Although personal income tax could benefit public finances, it might also make Gulf nations a less attractive work destination. In the UAE, Chaturvedi said that the government focuses on attracting global talent by providing long-term residency visas and tax-free income, hence it is unlikely to implement personal tax in the next seven years. 

In 2017, Saudi Arabia's Shura Council considered taxing remittances sent by foreign workers to their countries — $41 billion in 2021 — before withdrawing the proposal to avoid a backlash.

“Oman may choose to bring personal tax by linking it with permanent residency or other incentives to make it attractive,” Chaturvedi said. In 2021, Oman launched the Investor Residency Programme through which wealthy foreigners can secure long-term residency.

“People are hit by amnesia”

S&P Global Ratings expect Oman's personal income tax to be “introduced gradually, with a relatively low tax rate.

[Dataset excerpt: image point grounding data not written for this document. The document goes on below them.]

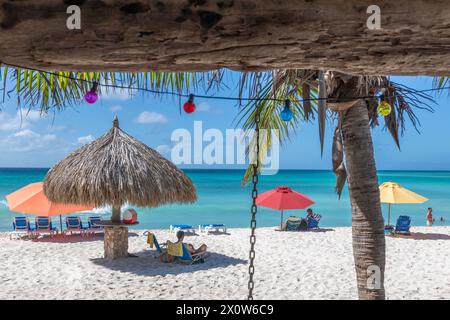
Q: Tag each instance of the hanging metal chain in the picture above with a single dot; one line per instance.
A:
(254, 208)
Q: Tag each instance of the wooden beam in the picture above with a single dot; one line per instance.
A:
(189, 35)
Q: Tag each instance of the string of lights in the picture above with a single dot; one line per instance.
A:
(91, 96)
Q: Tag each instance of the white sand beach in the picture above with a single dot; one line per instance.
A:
(289, 265)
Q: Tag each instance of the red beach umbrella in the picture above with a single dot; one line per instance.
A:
(283, 198)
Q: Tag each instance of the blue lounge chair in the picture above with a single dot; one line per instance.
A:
(44, 225)
(206, 228)
(313, 222)
(92, 227)
(189, 258)
(21, 225)
(181, 227)
(403, 225)
(74, 225)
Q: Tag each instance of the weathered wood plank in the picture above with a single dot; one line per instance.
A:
(137, 35)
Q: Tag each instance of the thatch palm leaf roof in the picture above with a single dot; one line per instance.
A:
(117, 169)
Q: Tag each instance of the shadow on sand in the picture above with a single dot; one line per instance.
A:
(147, 264)
(422, 236)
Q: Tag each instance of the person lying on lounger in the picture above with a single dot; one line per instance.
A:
(190, 247)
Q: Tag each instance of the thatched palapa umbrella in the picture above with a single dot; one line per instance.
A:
(113, 170)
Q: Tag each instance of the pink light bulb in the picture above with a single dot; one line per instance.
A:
(91, 96)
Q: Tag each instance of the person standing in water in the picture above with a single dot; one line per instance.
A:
(429, 217)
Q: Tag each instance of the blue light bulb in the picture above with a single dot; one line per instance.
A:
(286, 114)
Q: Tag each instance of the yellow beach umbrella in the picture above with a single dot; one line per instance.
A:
(391, 192)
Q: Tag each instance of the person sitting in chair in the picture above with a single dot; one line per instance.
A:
(190, 247)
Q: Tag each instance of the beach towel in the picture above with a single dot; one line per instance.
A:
(175, 249)
(150, 239)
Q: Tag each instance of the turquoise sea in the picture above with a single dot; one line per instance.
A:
(221, 199)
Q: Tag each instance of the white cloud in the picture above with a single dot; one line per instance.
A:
(204, 107)
(85, 139)
(55, 128)
(27, 141)
(115, 108)
(21, 120)
(147, 117)
(163, 149)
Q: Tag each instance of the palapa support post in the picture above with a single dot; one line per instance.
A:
(116, 237)
(116, 242)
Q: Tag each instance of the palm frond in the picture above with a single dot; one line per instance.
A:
(60, 89)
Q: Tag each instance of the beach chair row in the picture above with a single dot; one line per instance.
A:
(44, 225)
(202, 228)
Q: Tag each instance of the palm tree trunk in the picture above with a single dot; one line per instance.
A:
(367, 220)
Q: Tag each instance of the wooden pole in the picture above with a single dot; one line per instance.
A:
(389, 215)
(116, 237)
(115, 217)
(281, 223)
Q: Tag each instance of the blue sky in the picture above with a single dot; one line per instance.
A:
(33, 141)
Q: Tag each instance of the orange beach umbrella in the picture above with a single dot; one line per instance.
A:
(32, 200)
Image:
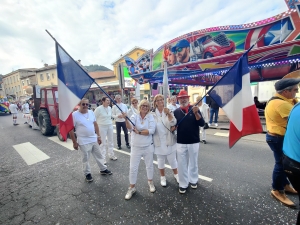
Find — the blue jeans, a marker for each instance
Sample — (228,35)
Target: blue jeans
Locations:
(212,112)
(279,177)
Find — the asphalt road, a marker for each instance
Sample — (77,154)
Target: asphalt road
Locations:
(53,191)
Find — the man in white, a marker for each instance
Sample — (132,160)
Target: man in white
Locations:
(14,111)
(103,118)
(88,138)
(120,121)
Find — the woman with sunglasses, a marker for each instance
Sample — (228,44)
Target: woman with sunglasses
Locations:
(164,140)
(133,108)
(103,117)
(141,145)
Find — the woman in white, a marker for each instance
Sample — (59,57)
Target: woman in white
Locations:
(133,108)
(173,104)
(103,118)
(141,145)
(204,109)
(26,112)
(164,140)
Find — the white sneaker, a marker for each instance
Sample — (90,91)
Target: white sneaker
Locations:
(163,181)
(129,193)
(114,158)
(176,177)
(151,186)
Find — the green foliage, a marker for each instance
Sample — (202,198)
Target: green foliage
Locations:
(96,67)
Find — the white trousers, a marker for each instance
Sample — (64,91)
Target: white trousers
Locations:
(187,157)
(87,150)
(106,133)
(135,157)
(171,159)
(203,133)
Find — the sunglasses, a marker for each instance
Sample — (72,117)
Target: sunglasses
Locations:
(179,49)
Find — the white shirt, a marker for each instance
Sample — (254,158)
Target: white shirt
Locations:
(84,125)
(147,123)
(25,108)
(13,108)
(204,111)
(173,107)
(103,115)
(116,112)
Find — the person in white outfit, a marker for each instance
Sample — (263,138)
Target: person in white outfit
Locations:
(14,112)
(120,121)
(163,139)
(173,106)
(104,121)
(204,109)
(133,108)
(88,139)
(142,145)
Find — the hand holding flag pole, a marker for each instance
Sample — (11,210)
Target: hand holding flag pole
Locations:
(73,83)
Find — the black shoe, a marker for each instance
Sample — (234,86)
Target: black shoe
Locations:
(88,178)
(194,186)
(182,190)
(104,172)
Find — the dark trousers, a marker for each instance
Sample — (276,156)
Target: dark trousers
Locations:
(292,171)
(125,131)
(279,178)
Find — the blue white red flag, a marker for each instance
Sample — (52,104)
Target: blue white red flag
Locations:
(73,83)
(233,94)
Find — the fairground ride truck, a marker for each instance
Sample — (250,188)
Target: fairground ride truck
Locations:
(45,109)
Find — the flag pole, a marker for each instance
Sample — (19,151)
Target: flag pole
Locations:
(91,79)
(223,76)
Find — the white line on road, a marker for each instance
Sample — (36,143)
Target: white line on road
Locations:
(222,134)
(30,153)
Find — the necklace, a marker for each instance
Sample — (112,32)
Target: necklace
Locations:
(87,118)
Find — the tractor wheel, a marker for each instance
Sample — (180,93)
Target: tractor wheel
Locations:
(60,137)
(45,122)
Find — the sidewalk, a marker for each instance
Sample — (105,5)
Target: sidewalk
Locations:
(223,123)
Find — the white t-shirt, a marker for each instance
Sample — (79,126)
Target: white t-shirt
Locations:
(116,112)
(147,123)
(13,108)
(103,115)
(84,125)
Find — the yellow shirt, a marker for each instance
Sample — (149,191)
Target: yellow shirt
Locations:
(277,112)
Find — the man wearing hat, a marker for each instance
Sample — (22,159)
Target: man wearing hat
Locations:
(182,51)
(276,113)
(188,140)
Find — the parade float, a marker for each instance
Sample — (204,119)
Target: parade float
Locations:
(202,57)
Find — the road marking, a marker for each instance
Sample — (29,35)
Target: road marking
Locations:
(222,134)
(30,153)
(68,144)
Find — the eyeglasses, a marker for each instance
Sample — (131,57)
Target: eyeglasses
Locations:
(179,49)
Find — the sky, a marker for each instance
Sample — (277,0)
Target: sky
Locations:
(99,31)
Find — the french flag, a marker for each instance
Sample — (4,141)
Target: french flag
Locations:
(73,83)
(233,94)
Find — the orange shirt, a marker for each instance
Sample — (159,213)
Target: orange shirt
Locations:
(277,112)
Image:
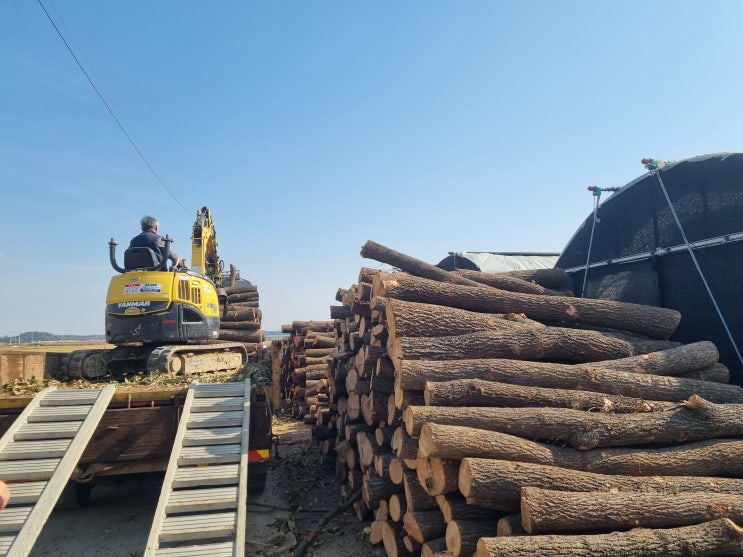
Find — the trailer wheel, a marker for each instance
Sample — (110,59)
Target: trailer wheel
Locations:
(257,475)
(73,496)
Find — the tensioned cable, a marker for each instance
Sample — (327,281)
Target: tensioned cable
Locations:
(110,110)
(654,166)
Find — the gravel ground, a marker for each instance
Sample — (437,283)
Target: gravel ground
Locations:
(300,491)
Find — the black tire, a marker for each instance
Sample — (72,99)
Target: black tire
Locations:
(257,476)
(73,496)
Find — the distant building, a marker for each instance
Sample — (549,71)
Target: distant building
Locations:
(494,262)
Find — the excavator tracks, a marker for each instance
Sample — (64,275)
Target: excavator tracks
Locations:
(176,359)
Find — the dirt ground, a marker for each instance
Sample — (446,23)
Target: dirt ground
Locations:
(300,491)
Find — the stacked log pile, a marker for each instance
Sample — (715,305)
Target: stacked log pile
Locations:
(304,369)
(241,317)
(494,415)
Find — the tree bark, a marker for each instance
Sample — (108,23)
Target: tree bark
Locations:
(499,482)
(455,507)
(711,457)
(416,498)
(411,319)
(424,525)
(462,535)
(383,254)
(696,420)
(545,511)
(718,537)
(476,392)
(506,281)
(438,476)
(598,377)
(518,343)
(651,321)
(392,534)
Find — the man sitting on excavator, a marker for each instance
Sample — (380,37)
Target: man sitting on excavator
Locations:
(149,238)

The government is also planning to introduce offsetting measures.” 

Omanis interviewed by Al-Monitor said increasing taxation should come with greater political representation.  Many also gave priority to the need for reform and anti-corruption initiatives.

Policymakers are reluctant to introduce new taxes as citizens grew accustomed to a tax-free wage — GCC states agreed to implement value-added tax in 2016 but Qatar and Kuwait failed to do so. In 1950, Saudi Arabia attempted to introduce personal income tax on nationals and non-nationals, but the tax law was reformed six months later to exclude citizens and suspended for foreigners in 1975 as oil revenues grew and the Gulf kingdom needed foreign expertise.

“The social texture is almost common across the GCC region: the society is used to the welfare state, so in my opinion, we can expect a major shift in the region’s mindset,” the source from Oman’s National Program for Fiscal Balance said, in reference to the personal income tax.

But this has not always been the case. Before the oil era, taxes were an integral part of Gulf societies’ fabric as trade and pearl diving dominated the local economy. “Since time immemorial, taxing was a norm in Gulf coastal towns,” said Bader Al-Saif, assistant professor of history at Kuwait University, including pearling season tax, customs duty, transit tax on goods re-exported, land taxes, tax on renting a shop, etc. 

In 1910, prominent pearl merchants left Kuwait for Bahrain after Mubarak Al-Sabah, Kuwait’s ruler at the time, hiked taxes to fund military ambitions.

“People are hit by amnesia because since oil discoveries in the 1930s we have seen a halt in taxation if you may,” Al-Saif told Al-Monitor. "The economic structure has been revamped completely and people were numbed as Gulf governments brought in the welfare state system."

Contributing financially to the common good is not alien to 21st-century citizens of GCC states, though. The Islamic Zakat is a religious contribution that has to be paid every year to support charitable purposes and poor or needy members of the society.

Al-Saif believes Gulf states’ oil-rent-driven exceptionalism will not last. “We are just like any other society and guess what, taxation has proven valuable as a way to organize the state-society relations worldwide. We tried it in the past, so it is not inventing rocket science.”